Pelvic floor muscles have to contain this systematic increase of pressure
It seems quite strange or contradictory as women get stronger how can their pelvic floor muscles get weaker? And, the worst part is… why aren´t we talking about the problems related to pelvic floor dysfunctions in female sport practitioners?
High impact exercise is directly related with an overload on intraabdominal pressure. Pelvic floor muscles have to contain this systematic increase of pressure. The management of intraabdominal pressure can fail if several risk factors coexist at the same time (frecuency, load, intensity, impact of training). So, it´s not a surprise when the scientific literature has described the highest prevalence of stress urinary incontinence in female athletes, reaching prevalences of 80% in the case of female trampolinists. Recent studies also show that young, fit and nulliparous women suffer urinary incontinence, specially stress urinary incontinence. Of note, female athletes have a decrease in vaginal pressure compared to non-athletes. Stress urinary incontinence is the involuntary leakage when an effort occurs (sneeze, cough, laugh, strength training, running..).

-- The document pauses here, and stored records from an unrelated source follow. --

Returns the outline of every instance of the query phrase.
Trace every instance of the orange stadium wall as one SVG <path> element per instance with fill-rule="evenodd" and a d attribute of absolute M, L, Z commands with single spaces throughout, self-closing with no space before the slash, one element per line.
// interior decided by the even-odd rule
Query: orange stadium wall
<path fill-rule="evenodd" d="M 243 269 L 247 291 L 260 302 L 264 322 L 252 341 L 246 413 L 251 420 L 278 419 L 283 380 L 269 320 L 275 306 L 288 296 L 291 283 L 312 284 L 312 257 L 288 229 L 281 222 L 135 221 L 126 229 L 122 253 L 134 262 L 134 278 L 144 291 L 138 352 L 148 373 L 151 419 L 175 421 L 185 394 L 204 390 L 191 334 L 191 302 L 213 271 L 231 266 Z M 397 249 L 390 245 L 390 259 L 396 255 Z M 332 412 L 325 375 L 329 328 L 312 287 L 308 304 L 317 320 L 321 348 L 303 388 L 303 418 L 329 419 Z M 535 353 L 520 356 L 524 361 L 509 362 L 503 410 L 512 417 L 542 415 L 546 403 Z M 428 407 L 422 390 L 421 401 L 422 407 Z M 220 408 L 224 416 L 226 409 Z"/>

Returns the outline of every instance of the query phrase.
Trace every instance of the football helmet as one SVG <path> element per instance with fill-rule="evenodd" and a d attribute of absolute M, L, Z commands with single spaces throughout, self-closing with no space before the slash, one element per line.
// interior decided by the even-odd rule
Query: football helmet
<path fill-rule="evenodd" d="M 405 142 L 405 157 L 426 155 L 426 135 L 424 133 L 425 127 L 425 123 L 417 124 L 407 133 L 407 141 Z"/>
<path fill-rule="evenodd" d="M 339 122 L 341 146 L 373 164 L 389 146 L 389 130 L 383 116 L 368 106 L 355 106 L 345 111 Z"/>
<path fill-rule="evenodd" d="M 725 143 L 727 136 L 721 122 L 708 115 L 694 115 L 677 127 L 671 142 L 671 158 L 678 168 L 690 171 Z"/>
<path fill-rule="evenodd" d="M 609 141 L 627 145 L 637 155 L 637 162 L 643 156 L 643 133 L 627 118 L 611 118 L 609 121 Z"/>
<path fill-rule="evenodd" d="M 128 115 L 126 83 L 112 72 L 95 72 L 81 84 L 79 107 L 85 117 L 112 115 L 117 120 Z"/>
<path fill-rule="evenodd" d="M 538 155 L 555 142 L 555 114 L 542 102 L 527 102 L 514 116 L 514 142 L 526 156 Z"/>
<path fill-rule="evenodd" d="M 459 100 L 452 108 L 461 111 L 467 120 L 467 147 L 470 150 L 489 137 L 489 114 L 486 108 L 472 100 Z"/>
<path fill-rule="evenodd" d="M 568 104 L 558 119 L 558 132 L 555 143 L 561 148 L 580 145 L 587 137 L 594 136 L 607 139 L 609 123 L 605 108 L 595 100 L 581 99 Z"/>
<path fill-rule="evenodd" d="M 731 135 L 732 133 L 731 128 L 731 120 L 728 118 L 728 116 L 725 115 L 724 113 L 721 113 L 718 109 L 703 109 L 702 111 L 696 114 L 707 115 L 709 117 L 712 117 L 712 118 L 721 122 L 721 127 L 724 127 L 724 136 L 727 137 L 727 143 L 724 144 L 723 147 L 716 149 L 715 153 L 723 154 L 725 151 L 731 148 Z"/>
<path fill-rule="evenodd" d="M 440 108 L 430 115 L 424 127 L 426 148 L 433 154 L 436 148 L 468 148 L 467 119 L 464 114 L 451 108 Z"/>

To lose the control of the bladder is not really the safest way to build a strong and funtional body. In fact, its a symptom of a dysfunctional core system, the spinal stability is compromised and is not able to manage correctly the increase of intraabdominal pressure.
To sum up, the following principle factors can lead to pelvic floor dysfunction in high impact exercise programs:
- Systematic and repeated valsalva maneuvers during exercise.
- Systematic and repeated jumps or impacts that directly affect the connective support tissue of the pelvic floor.
- Poor breathing coordination when abdominal and respiratory muscles are fatigue.
- Not performing a specific program of re-training the pelvic floor muscles like Low Pressure Fitness.